Оттилия сидела на своем сломанном табурете, сунув ноги в топку погасшей печки. Руки со скрюченными пальцами беспомощно повисли, голова втянута в плечи; она выла без слез, выворачивая шею, и все тело ее судорожно дергалось. Увидев меня, она ринулась ко мне, прижалась головой к моей груди, и руки ее метнулись вперед. Она дрожала, что-то лопотала, выла и неистово размахивала руками, указывая на открытое окно, где за ободранными ветвями сада по проулку в строгом порядке двигалась похоронная процессия. Я взяла ее руку — под грубой тканью рукава мышцы были неестественно сведены, напряжены, — вывела на крыльцо и посадила на ступеньки; она сидела и мотала головой.
Во дворе у сарая стояли только сломанный рессорный фургон да косматая лошаденка, которая привезла меня со станции. Упряжь по-прежнему была для меня тайной, но кое-как я ухитрилась соединить ее с лошадью и фургоном, не слишком надежно, но соединила; потом я тянула, толкала Оттилию, кричала на нее, пока наконец не взгромоздила на сиденье и не взялась за вожжи. Лошадка бежала ленивой рысцой, и ее мотало из стороны в сторону, точно маслобойку, колеса вращались по эллипсу, и так, враскачку, чванливым шутовским ходом, кренясь на один бок, мы все же двигались по дороге. Я неотрывно следила за веселым кривляньем колес, уповая на лучшее. Мы скатывались в выбоины, где застоялась зеленая тина, проваливались в канавы, потому что от мостков не осталось и следа.
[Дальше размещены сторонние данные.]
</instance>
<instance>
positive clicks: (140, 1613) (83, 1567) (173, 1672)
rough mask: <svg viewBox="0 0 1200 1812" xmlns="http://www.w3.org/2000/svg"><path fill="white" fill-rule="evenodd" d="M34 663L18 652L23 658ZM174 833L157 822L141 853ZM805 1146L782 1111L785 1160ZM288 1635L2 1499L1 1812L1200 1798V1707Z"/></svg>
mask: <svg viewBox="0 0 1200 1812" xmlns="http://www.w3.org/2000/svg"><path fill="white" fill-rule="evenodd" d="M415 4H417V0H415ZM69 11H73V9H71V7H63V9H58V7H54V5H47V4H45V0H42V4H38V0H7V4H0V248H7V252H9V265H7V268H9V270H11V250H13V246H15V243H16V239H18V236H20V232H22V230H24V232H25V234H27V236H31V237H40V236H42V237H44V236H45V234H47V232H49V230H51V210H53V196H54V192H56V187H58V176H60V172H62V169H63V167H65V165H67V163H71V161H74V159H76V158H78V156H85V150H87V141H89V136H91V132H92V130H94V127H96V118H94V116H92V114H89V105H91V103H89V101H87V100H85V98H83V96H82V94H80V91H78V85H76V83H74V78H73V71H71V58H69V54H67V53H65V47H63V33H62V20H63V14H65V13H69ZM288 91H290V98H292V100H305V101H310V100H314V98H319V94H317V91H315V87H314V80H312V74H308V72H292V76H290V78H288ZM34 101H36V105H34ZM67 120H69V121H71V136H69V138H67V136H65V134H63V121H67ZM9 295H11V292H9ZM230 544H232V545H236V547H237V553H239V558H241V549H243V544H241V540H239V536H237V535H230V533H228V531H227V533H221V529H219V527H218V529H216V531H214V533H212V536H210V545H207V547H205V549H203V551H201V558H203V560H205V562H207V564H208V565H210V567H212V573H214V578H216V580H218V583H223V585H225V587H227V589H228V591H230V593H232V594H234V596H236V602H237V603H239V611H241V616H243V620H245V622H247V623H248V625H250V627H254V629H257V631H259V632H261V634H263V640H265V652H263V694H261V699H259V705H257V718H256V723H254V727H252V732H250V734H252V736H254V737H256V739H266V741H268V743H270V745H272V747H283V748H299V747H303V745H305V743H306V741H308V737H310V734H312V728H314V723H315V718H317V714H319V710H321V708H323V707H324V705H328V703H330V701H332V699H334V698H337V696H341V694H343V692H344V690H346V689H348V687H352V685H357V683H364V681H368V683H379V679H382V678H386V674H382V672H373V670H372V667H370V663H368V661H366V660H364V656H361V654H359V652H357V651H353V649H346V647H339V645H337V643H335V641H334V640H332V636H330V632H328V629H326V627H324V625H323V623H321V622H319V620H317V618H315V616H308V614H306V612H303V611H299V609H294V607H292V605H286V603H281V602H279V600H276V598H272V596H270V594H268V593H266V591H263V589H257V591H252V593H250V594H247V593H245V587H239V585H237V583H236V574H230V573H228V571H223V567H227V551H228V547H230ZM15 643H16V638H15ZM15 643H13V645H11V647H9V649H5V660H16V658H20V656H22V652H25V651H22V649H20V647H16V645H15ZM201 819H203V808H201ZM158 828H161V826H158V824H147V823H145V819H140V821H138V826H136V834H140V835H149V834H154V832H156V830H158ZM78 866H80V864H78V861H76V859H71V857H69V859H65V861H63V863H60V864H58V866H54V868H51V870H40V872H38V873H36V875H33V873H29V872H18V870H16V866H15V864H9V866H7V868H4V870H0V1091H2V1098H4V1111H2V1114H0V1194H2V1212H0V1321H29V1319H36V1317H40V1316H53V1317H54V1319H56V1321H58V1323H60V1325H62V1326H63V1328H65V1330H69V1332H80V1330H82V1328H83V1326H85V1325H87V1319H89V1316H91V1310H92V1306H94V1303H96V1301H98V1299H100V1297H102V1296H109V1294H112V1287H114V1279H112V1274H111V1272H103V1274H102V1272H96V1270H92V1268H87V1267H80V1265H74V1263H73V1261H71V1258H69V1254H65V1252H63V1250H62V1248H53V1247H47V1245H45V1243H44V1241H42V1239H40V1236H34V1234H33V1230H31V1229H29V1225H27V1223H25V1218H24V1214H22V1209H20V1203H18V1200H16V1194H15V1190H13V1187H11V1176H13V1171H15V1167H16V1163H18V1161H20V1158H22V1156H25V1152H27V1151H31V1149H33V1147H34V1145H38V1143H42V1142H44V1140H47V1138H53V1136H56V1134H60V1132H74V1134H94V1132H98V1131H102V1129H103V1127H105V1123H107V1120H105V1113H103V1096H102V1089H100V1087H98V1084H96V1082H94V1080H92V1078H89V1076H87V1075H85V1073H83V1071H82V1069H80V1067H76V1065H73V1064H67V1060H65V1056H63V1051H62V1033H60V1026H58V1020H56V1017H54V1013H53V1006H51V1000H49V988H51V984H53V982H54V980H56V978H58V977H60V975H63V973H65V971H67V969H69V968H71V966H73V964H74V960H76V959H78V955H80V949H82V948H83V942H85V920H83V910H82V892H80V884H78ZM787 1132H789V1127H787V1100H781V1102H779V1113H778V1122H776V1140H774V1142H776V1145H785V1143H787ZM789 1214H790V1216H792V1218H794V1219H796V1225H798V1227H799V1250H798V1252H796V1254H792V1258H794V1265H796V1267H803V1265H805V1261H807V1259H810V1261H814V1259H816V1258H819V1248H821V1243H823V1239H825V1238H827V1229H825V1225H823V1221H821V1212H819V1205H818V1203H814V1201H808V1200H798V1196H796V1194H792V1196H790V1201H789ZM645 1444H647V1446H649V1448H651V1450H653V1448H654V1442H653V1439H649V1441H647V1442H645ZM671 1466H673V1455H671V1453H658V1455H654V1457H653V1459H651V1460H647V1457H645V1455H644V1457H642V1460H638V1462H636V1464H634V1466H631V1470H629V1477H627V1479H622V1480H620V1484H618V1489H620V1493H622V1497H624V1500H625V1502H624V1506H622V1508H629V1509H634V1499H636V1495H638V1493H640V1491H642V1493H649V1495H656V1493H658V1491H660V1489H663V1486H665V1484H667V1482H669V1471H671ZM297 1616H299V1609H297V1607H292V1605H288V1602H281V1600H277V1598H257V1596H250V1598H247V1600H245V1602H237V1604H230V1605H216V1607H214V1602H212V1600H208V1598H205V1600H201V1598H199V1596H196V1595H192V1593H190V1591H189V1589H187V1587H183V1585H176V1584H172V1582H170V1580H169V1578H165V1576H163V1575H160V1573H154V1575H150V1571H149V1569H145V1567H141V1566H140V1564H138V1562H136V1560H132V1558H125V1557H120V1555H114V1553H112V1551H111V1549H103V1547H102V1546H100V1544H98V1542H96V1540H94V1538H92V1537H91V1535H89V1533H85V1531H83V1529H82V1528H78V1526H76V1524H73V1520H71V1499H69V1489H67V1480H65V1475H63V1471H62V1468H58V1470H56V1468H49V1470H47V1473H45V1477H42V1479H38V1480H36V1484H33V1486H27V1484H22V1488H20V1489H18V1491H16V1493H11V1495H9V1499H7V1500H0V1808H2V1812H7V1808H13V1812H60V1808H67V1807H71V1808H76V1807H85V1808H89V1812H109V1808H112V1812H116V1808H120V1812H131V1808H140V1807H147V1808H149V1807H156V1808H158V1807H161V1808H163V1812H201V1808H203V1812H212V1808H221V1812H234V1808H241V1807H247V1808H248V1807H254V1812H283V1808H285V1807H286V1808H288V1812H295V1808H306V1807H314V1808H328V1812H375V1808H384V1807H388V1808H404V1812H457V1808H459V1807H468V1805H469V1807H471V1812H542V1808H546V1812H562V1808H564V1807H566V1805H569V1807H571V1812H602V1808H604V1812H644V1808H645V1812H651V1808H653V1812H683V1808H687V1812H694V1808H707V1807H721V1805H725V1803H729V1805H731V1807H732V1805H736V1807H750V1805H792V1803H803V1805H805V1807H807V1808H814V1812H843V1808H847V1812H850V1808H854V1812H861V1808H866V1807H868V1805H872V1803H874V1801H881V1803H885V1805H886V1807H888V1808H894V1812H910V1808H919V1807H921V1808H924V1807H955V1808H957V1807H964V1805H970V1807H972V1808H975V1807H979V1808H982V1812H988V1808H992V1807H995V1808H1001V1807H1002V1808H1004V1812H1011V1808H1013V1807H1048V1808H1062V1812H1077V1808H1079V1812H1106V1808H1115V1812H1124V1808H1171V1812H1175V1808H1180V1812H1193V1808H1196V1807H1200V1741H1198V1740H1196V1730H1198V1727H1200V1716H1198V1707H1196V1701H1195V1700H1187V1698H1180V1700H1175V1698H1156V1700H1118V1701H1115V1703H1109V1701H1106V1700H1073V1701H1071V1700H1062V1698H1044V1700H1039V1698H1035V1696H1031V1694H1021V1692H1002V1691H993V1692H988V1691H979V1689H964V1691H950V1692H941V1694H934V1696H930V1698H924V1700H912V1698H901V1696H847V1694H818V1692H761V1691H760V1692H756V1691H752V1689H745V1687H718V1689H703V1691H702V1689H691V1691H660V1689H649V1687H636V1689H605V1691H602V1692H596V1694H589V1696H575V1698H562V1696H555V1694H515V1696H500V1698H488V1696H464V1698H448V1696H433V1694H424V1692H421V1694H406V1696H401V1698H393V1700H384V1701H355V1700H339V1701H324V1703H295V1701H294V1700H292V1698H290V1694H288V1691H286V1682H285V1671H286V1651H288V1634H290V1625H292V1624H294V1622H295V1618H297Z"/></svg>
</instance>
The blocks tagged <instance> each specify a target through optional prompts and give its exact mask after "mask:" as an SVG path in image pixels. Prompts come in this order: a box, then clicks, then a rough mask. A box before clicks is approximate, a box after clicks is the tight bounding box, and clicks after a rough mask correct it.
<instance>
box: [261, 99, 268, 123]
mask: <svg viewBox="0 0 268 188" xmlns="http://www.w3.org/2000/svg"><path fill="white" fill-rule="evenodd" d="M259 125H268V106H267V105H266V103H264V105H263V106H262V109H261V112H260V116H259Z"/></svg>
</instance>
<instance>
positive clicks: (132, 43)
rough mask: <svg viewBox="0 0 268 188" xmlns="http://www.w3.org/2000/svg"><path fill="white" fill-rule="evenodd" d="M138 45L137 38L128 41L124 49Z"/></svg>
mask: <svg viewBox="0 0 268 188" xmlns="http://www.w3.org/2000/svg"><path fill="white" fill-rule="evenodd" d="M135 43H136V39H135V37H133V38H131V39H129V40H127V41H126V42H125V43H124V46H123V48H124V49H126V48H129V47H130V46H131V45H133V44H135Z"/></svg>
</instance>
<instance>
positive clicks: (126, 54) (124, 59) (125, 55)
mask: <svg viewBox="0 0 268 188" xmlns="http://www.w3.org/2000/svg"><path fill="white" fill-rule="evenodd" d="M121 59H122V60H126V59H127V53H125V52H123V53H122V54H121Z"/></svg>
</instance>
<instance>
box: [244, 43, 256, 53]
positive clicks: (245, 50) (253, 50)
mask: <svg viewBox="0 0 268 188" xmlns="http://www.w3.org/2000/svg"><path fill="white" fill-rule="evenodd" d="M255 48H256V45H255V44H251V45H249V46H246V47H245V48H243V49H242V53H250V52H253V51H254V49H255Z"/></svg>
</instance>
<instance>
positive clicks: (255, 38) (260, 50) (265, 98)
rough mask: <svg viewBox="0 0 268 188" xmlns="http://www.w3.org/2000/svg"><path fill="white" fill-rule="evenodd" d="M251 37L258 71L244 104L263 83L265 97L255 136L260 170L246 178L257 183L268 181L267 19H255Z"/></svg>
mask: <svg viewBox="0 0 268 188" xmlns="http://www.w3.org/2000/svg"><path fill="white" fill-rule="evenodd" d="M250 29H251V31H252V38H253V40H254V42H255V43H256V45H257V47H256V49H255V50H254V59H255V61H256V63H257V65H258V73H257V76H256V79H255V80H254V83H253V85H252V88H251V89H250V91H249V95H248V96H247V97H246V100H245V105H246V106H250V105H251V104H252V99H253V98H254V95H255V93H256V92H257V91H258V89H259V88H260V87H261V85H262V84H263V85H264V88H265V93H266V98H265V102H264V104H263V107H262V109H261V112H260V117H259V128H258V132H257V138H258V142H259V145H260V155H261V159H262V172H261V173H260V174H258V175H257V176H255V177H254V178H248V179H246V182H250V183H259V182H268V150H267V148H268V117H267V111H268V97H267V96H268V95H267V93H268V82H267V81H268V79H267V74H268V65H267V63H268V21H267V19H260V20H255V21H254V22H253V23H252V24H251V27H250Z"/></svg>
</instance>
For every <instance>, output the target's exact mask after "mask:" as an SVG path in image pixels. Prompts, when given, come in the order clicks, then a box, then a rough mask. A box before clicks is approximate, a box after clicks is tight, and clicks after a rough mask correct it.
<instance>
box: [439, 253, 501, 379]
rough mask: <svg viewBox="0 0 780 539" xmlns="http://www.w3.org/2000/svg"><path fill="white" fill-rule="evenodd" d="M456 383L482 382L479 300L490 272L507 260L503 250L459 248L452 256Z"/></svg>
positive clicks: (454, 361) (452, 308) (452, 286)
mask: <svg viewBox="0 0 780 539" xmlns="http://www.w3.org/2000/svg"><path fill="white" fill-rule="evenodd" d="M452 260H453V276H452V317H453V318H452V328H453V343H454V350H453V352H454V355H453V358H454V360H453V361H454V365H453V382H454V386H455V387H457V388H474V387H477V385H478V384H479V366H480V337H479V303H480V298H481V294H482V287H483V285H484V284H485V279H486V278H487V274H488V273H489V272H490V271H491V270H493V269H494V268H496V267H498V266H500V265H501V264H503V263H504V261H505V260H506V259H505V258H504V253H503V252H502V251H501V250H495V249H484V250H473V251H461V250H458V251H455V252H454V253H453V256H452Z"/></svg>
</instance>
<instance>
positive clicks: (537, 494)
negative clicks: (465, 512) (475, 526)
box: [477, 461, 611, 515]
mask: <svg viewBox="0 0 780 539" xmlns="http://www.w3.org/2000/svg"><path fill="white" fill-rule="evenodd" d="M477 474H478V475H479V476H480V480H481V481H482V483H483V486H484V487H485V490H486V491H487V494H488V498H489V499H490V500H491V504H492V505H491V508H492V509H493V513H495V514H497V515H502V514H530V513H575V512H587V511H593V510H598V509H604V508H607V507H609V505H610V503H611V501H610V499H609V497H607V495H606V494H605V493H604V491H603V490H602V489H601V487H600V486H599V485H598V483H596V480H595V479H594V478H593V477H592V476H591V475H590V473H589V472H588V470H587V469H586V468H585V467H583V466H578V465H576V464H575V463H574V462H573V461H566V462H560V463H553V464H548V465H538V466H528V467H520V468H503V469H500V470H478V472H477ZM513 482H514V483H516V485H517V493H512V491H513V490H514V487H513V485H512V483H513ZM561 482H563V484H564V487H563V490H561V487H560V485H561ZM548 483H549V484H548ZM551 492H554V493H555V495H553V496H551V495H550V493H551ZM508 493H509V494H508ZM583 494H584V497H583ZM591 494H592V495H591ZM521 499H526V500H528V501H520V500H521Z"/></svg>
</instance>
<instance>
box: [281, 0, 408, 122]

Вот бывший тракт; я встала, чтобы посмотреть, удастся ли нагнать похоронную процессию; да, вон она, еле тащится вверх по взгорку — гудящая вереница черных жуков, беспорядочно ползущих по комьям глины.
Оттилия смолкла, согнулась в три погибели и соскользнула на край сиденья. Свободной рукой я обхватила ее широкое туловище, пальцы мои попали между одеждой и худым телом и ощутили высохшую корявую плоть. Этот обломок живого существа был женщиной! Я на ощупь почувствовала, что она реальна, она тоже принадлежит к роду человеческому, и это так потрясло меня, что собачий вой, столь же отчаянный, каким исходила она, поднялся во мне, но не вырвался наружу, а замер, остался внутри — он будет преследовать меня всегда. Оттилия скосила глаза, вглядываясь в меня, и я тоже внимательно посмотрела на нее. Узлы морщин на ее лице как-то нелепо переместились, она приглушенно взвизгнула и вдруг засмеялась — будто залаяла, — но это был явный смех: она радостно хлопала в ладоши, растягивала в улыбке рот и подняла свои страдальческие глаза к небу. Голова ее кивала и моталась из стороны в сторону под стать шутовскому вихлянию нашего шаткого фургона. Жаркое ли солнце, согревшее ей спину, или ясный воздух, или веселое бессмысленное приплясывание колес, или яркая, с зеленоватым отливом синева неба — не знаю что, но что-то развеселило ее. И она была счастлива, и радовалась, и гукала, и раскачивалась из стороны в сторону, наклонялась ко мне, неистово размахивала руками, точно хотела показать, какие видит чудеса.
Я остановила лошадку, вгляделась в лицо Оттилии и задумалась: в чем же моя ошибка? Ирония судьбы заключалась в том, что я ничего не могла сделать для Оттилии и потому не могла — как мне эгоистически хотелось — освободиться от нее; Оттилия была для меня недосягаема, как, впрочем, для любого человека; и все же разве я не подошла к ней ближе, чем к кому бы то ни было, не попыталась перекинуть мост, отвергнуть расстояние, нас разделявшее, или, вернее, расстояние, отделявшее ее от меня? Ну что ж, вот мы и сравнялись, жизнь обеих нас одурачила, мы вместе бежали от смерти. И вместе ускользнули от нее — по крайней мере еще на один день. Нам повезло — смерть дала нам еще вздохнуть, и мы отпразднуем эту передышку глотком весеннего воздуха и свободы в этот славный солнечный день.